Will Aboriginal mathematics save Aboriginal people? Some think so. For example, Professor Rowena Ball from the ANU Mathematical Sciences Institute argues, ‘Students of … colonised peoples are starting to be more critical about accepting unquestioningly the cultural hegemony of mainstream European-based mathematics.’

According to Ball, the West has ‘gatekept’ mathematics, and First Nations peoples are standing up and saying, ‘Our knowledge is just as good as anybody else’s.’

Having choked on my Weet Bix, I emailed a friend, a professor of mathematics, with the observation, ‘I believe Professor [Ball] is talking about some practical knowledge that some Aboriginal people had, which mathematicians can understand in mathematical terms, but that Aboriginal knowledge is not a mathematical ‘discovery’ as such.’

He replied that Aboriginal knowledge includes topics with a certain amount of mathematical structure, like space and kinship relations, and there’s nothing wrong with studying them, but badging them as comparable to Western mathematics is not telling the truth.

It seems very Bruce Pascoe. For example, Ball provided an example of her investigating the use of ‘chiral symmetry to engineer long-distance smoke signalling. ‘If you light an incense stick, you will see the twin counter-rotating vortices that emanate.’

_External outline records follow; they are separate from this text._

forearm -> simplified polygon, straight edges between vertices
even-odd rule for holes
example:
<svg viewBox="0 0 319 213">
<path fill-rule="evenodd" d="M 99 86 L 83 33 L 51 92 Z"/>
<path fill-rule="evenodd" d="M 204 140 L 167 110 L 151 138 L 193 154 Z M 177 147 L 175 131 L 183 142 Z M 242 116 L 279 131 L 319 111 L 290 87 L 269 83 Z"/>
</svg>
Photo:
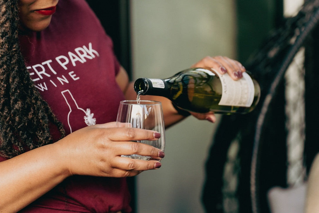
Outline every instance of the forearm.
<svg viewBox="0 0 319 213">
<path fill-rule="evenodd" d="M 314 160 L 308 179 L 305 212 L 319 211 L 319 155 Z"/>
<path fill-rule="evenodd" d="M 59 148 L 47 145 L 0 163 L 0 212 L 17 211 L 69 175 Z"/>
<path fill-rule="evenodd" d="M 134 100 L 136 99 L 136 92 L 134 90 L 133 84 L 133 82 L 130 83 L 127 87 L 125 94 L 125 98 L 127 100 Z M 166 98 L 154 95 L 141 95 L 140 97 L 141 100 L 157 101 L 161 102 L 166 128 L 171 126 L 186 118 L 177 113 L 177 111 L 173 106 L 172 102 Z"/>
</svg>

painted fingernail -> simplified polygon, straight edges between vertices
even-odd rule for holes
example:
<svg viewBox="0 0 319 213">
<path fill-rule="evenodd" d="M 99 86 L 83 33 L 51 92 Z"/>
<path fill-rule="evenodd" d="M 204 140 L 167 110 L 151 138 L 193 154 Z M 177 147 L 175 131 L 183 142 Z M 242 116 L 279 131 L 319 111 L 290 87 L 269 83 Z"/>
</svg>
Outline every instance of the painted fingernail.
<svg viewBox="0 0 319 213">
<path fill-rule="evenodd" d="M 160 133 L 154 133 L 154 137 L 155 138 L 160 138 Z"/>
<path fill-rule="evenodd" d="M 214 120 L 213 120 L 209 116 L 207 116 L 206 118 L 205 118 L 206 120 L 210 122 L 211 122 L 211 123 L 214 123 Z"/>
<path fill-rule="evenodd" d="M 160 151 L 159 152 L 159 157 L 162 158 L 165 156 L 165 153 L 164 153 L 164 152 L 162 152 L 162 151 Z"/>
<path fill-rule="evenodd" d="M 235 77 L 238 78 L 241 78 L 242 77 L 242 72 L 241 72 L 241 71 L 240 70 L 234 72 L 234 75 L 235 76 Z"/>
<path fill-rule="evenodd" d="M 155 163 L 155 166 L 154 167 L 156 169 L 158 169 L 160 167 L 162 166 L 162 164 L 159 162 L 158 162 Z"/>
<path fill-rule="evenodd" d="M 220 71 L 223 73 L 226 73 L 227 72 L 227 70 L 223 66 L 220 67 Z"/>
</svg>

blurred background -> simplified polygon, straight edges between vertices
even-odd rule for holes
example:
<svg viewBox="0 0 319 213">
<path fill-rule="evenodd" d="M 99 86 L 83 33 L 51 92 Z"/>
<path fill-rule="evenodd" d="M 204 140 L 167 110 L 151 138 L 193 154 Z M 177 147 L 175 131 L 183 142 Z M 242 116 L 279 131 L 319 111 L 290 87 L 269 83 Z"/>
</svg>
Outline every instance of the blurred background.
<svg viewBox="0 0 319 213">
<path fill-rule="evenodd" d="M 282 0 L 87 1 L 133 80 L 170 77 L 206 56 L 244 64 L 283 9 Z M 218 124 L 190 117 L 167 130 L 162 167 L 130 179 L 135 212 L 204 212 L 204 164 Z"/>
</svg>

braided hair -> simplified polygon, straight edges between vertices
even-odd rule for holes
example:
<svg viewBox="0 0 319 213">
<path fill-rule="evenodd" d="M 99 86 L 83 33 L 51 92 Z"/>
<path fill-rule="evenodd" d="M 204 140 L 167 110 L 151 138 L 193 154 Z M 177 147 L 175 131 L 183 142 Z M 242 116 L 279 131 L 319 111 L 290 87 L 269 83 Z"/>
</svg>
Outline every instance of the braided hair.
<svg viewBox="0 0 319 213">
<path fill-rule="evenodd" d="M 0 156 L 10 158 L 52 143 L 50 122 L 62 124 L 30 77 L 18 37 L 19 0 L 0 0 Z"/>
</svg>

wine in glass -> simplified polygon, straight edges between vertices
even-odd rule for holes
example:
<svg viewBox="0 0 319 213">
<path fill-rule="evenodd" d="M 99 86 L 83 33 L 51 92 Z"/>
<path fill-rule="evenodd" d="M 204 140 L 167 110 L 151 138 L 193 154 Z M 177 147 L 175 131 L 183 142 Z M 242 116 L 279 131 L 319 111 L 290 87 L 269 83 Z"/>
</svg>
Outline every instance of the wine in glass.
<svg viewBox="0 0 319 213">
<path fill-rule="evenodd" d="M 152 101 L 126 100 L 120 103 L 116 124 L 128 124 L 127 126 L 156 131 L 161 134 L 160 138 L 155 141 L 135 141 L 158 148 L 163 151 L 165 148 L 165 133 L 162 104 L 160 102 Z M 121 126 L 123 126 L 122 124 Z M 138 155 L 122 155 L 122 156 L 135 159 L 148 160 L 149 156 Z"/>
</svg>

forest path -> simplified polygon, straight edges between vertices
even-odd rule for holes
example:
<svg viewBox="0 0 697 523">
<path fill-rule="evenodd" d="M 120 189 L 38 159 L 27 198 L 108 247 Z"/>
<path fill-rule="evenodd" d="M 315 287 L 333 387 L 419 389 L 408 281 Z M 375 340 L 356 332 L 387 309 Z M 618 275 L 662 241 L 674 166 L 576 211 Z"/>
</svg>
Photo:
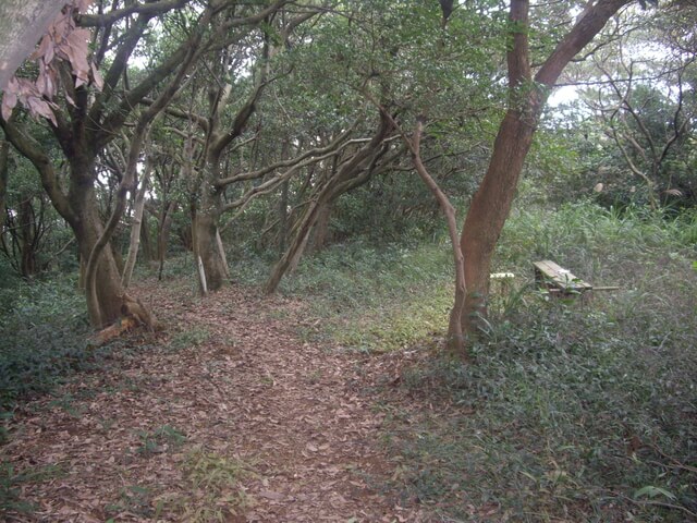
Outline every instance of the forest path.
<svg viewBox="0 0 697 523">
<path fill-rule="evenodd" d="M 302 303 L 191 294 L 139 287 L 168 333 L 16 413 L 2 458 L 60 472 L 25 484 L 38 510 L 11 521 L 421 521 L 380 492 L 362 356 L 298 340 Z"/>
</svg>

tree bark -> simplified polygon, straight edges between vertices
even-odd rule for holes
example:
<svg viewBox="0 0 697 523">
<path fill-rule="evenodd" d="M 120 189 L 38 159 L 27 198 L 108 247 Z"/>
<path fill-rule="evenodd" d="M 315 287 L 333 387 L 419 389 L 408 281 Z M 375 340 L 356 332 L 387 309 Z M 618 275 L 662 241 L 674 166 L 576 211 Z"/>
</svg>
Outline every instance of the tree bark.
<svg viewBox="0 0 697 523">
<path fill-rule="evenodd" d="M 5 196 L 10 178 L 10 142 L 0 139 L 0 232 L 4 224 Z"/>
<path fill-rule="evenodd" d="M 380 117 L 380 124 L 370 142 L 341 165 L 337 174 L 327 182 L 319 191 L 317 198 L 308 205 L 302 220 L 296 227 L 296 233 L 291 245 L 276 266 L 273 266 L 273 269 L 271 269 L 271 275 L 264 288 L 267 294 L 274 293 L 283 276 L 297 264 L 322 207 L 331 205 L 343 193 L 360 184 L 362 173 L 367 173 L 369 177 L 372 162 L 379 155 L 382 142 L 393 129 L 393 124 L 389 118 L 386 118 L 382 113 Z"/>
<path fill-rule="evenodd" d="M 501 122 L 485 178 L 475 193 L 461 236 L 467 296 L 461 321 L 475 333 L 486 325 L 491 258 L 511 210 L 549 89 L 563 69 L 632 0 L 600 0 L 587 8 L 533 78 L 528 49 L 528 0 L 512 0 L 509 65 L 509 109 Z"/>
<path fill-rule="evenodd" d="M 162 279 L 162 270 L 164 270 L 164 260 L 167 259 L 167 247 L 170 240 L 170 230 L 172 229 L 172 217 L 174 216 L 174 209 L 176 208 L 175 202 L 170 202 L 162 208 L 162 217 L 160 219 L 160 227 L 158 228 L 157 236 L 157 256 L 160 267 L 157 272 L 157 279 Z"/>
<path fill-rule="evenodd" d="M 121 277 L 121 284 L 124 289 L 127 289 L 131 284 L 131 277 L 133 276 L 135 262 L 138 257 L 138 247 L 140 245 L 140 228 L 143 227 L 143 211 L 145 210 L 145 193 L 148 190 L 150 169 L 150 161 L 146 160 L 145 170 L 143 172 L 143 180 L 140 181 L 140 187 L 135 195 L 133 223 L 131 224 L 131 240 L 129 242 L 129 256 L 126 257 L 126 263 L 123 268 L 123 276 Z"/>
</svg>

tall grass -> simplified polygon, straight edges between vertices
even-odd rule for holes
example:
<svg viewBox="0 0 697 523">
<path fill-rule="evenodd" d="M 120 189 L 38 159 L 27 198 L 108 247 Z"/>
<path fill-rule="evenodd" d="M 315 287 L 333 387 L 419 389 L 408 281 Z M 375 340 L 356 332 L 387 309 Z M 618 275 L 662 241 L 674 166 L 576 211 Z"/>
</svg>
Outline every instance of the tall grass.
<svg viewBox="0 0 697 523">
<path fill-rule="evenodd" d="M 41 393 L 88 365 L 89 324 L 76 281 L 17 282 L 3 291 L 0 314 L 0 410 Z"/>
<path fill-rule="evenodd" d="M 697 519 L 696 232 L 590 204 L 516 211 L 496 265 L 519 299 L 494 307 L 472 365 L 425 357 L 408 404 L 387 400 L 402 502 L 442 521 Z M 549 300 L 531 290 L 541 258 L 621 290 Z"/>
</svg>

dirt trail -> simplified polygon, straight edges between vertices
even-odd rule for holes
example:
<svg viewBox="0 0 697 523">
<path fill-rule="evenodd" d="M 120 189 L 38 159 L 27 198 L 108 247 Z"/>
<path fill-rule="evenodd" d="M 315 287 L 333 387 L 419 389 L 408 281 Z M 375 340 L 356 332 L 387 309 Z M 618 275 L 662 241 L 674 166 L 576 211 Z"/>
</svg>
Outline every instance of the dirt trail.
<svg viewBox="0 0 697 523">
<path fill-rule="evenodd" d="M 392 470 L 365 369 L 297 339 L 303 306 L 237 288 L 138 294 L 169 339 L 16 413 L 2 459 L 59 473 L 25 484 L 38 510 L 9 521 L 425 521 L 380 491 Z M 237 485 L 220 479 L 234 467 Z"/>
</svg>

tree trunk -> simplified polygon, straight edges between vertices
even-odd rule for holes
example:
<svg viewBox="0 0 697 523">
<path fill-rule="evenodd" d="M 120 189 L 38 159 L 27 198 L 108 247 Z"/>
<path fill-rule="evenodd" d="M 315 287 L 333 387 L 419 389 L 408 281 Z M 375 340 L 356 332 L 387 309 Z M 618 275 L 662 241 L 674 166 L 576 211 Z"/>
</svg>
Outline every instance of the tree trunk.
<svg viewBox="0 0 697 523">
<path fill-rule="evenodd" d="M 533 78 L 528 48 L 528 0 L 512 0 L 509 66 L 509 110 L 493 145 L 489 169 L 475 194 L 461 236 L 467 297 L 462 325 L 474 333 L 485 324 L 491 257 L 511 210 L 525 157 L 530 148 L 547 93 L 568 62 L 632 0 L 589 4 Z"/>
<path fill-rule="evenodd" d="M 311 252 L 317 253 L 325 248 L 327 245 L 327 239 L 329 236 L 329 223 L 331 221 L 331 211 L 333 210 L 333 203 L 329 202 L 319 209 L 317 214 L 317 222 L 313 229 Z"/>
<path fill-rule="evenodd" d="M 215 292 L 225 282 L 227 268 L 218 248 L 218 215 L 208 208 L 198 209 L 194 220 L 194 259 L 203 265 L 206 277 L 206 289 L 200 292 Z"/>
<path fill-rule="evenodd" d="M 158 280 L 162 279 L 162 270 L 164 269 L 164 260 L 167 259 L 167 246 L 170 241 L 170 230 L 172 229 L 172 217 L 174 216 L 175 208 L 176 203 L 170 202 L 162 209 L 162 217 L 157 231 L 157 257 L 160 263 L 160 267 L 157 272 Z"/>
<path fill-rule="evenodd" d="M 143 227 L 143 211 L 145 210 L 145 193 L 148 190 L 148 179 L 150 175 L 150 163 L 146 162 L 145 171 L 143 173 L 143 181 L 140 182 L 140 188 L 135 195 L 135 205 L 133 209 L 133 223 L 131 226 L 131 240 L 129 242 L 129 256 L 123 269 L 123 276 L 121 278 L 121 284 L 124 289 L 129 288 L 131 283 L 131 277 L 133 276 L 133 269 L 135 262 L 138 257 L 138 246 L 140 245 L 140 228 Z"/>
<path fill-rule="evenodd" d="M 509 217 L 533 133 L 517 111 L 509 110 L 493 144 L 487 174 L 467 211 L 460 243 L 467 285 L 462 325 L 467 332 L 482 327 L 487 317 L 491 257 Z"/>
<path fill-rule="evenodd" d="M 22 198 L 17 209 L 17 240 L 20 245 L 20 271 L 23 278 L 30 279 L 36 270 L 36 214 L 32 200 L 34 197 L 27 195 Z"/>
<path fill-rule="evenodd" d="M 288 203 L 289 203 L 289 185 L 290 182 L 285 180 L 281 185 L 281 199 L 279 200 L 279 253 L 285 252 L 288 244 Z"/>
<path fill-rule="evenodd" d="M 89 187 L 84 197 L 74 203 L 77 204 L 75 207 L 81 220 L 73 230 L 81 257 L 83 260 L 87 260 L 103 232 L 94 188 Z M 85 292 L 89 292 L 89 289 L 85 289 Z M 124 296 L 121 273 L 110 244 L 103 248 L 97 264 L 95 294 L 96 303 L 87 300 L 87 309 L 93 326 L 101 328 L 112 324 L 121 316 Z"/>
<path fill-rule="evenodd" d="M 10 142 L 0 139 L 0 232 L 4 224 L 5 196 L 10 177 Z"/>
<path fill-rule="evenodd" d="M 157 252 L 152 248 L 152 240 L 150 239 L 150 228 L 148 227 L 148 209 L 143 211 L 143 223 L 140 224 L 140 250 L 143 257 L 148 262 L 157 262 Z"/>
</svg>

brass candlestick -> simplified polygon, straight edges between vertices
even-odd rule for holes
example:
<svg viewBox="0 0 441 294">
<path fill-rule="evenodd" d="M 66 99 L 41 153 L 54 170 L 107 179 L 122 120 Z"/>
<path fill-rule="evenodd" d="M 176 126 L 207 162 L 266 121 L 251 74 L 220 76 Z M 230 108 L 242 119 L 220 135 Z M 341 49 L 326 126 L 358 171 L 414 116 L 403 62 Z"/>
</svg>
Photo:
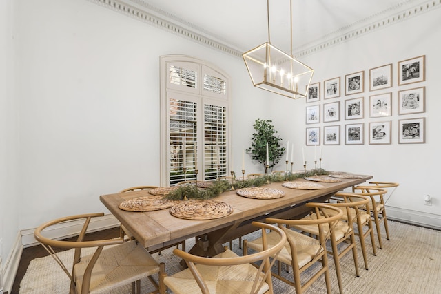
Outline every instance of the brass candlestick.
<svg viewBox="0 0 441 294">
<path fill-rule="evenodd" d="M 267 184 L 269 184 L 269 176 L 268 176 L 268 169 L 269 169 L 269 165 L 266 165 L 267 167 Z"/>
<path fill-rule="evenodd" d="M 182 170 L 184 172 L 184 198 L 182 200 L 187 200 L 188 198 L 187 198 L 187 187 L 185 187 L 187 184 L 187 167 L 183 167 Z"/>
</svg>

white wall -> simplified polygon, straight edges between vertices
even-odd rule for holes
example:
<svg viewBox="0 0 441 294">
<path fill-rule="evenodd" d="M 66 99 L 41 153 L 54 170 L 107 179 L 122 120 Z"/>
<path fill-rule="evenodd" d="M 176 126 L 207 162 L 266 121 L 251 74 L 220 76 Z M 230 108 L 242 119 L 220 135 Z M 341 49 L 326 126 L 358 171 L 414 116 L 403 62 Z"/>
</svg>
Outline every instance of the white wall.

A memoir by Alice Duncan Kemp, who grew up on a cattle station in − Diamantina and Georgina Rivers channel country - in the early 1900s, described the signalling procedure. In it, husband-and-wife ‘expert team’ Bogie and Mary-Anne selected and pulsed the smoke waves with a left-to-right curl to signal ‘white men’ instead of the more usual right-to-left spiral.

Professor Ball says you have to be a skilled practical mathematician to create and understand these signals. Or, perhaps you have to remember the code: white twirls right.

It is a practical piece of knowledge, that is all. And if Ball wants to convince Aboriginal children in remote communities that they have mathematics, she had better not swoop into a community for a day or two and leave them without English to read or the drab old colonisers’ maths to enable them to navigate the world.

I am pretty sure Aborigines have long since given up lighting fires to signal the coming of the white man. More likely, they pop over to the store to buy the white man’s products, the manufacture of which would involve a great deal of hegemonic mainstream maths.

Ball’s view that mathematics is part of the cultural heritage of all peoples, ‘as intrinsic to humanity as art and probably as ancient’, is laudable, but so what? Is there a present contribution to society that cannot be found elsewhere?

Or, at the very least, is there a cultural context that may help Aboriginal children learn? Last week, the Aboriginal and Torres Strait Islander Mathematics Alliance and the Australian Association of Mathematics Teachers met to address the ‘entrenched and widening’ disparity between Aboriginal and non-Aboriginal students’ mathematics achievement.

On average, year 9 Aboriginal students perform at the Year 5 level in numeracy. ATSIMA chair and ‘Quandamooka mathematician’ Professor Chris Matthews (apparently, there is such a thing as an Aboriginal mathematician) wants to develop culturally responsive mathematics programs. One example is using the kinship system—called Gurruṯu—to explore mathematical concepts.

Matthews may have a valid teaching technique for the minority of children of Aboriginal descent for whom kinship systems exist, but Aboriginal mathematics or mathematicians?

Ball works very hard to convince that Aboriginal mathematics exists, despite there being no written language, little coherent system of numerals (although she does refer to the system for counting turtle eggs among Yolnu people of East Arnhem land), no measurement of time and space (although she refers to the Yolnu predictions of tides based on observations of the moon).

The clanger for me is that Aborigines can ‘conduct complex weather and season predictions’. She gives the example of the Walabunnba people who know there will be a lot of rain when they hear the mirrlarr (rain bird) call out. For this, she quotes the Bureau of Meteorology.

Again, quoting the Bureau of Meteorology, she asserts that ‘Indigenous meteorology’ contains an intimate knowledge of plant and animal cycles and details of the intricate connections in the natural world. Even if true, knowledge that may once have been has almost certainly gone or been replaced.

The only mathematics that counts is whether children can learn sufficient to get by. Race should not be a qualification for a mathematician, and mathematicians should stick to maths, not myths.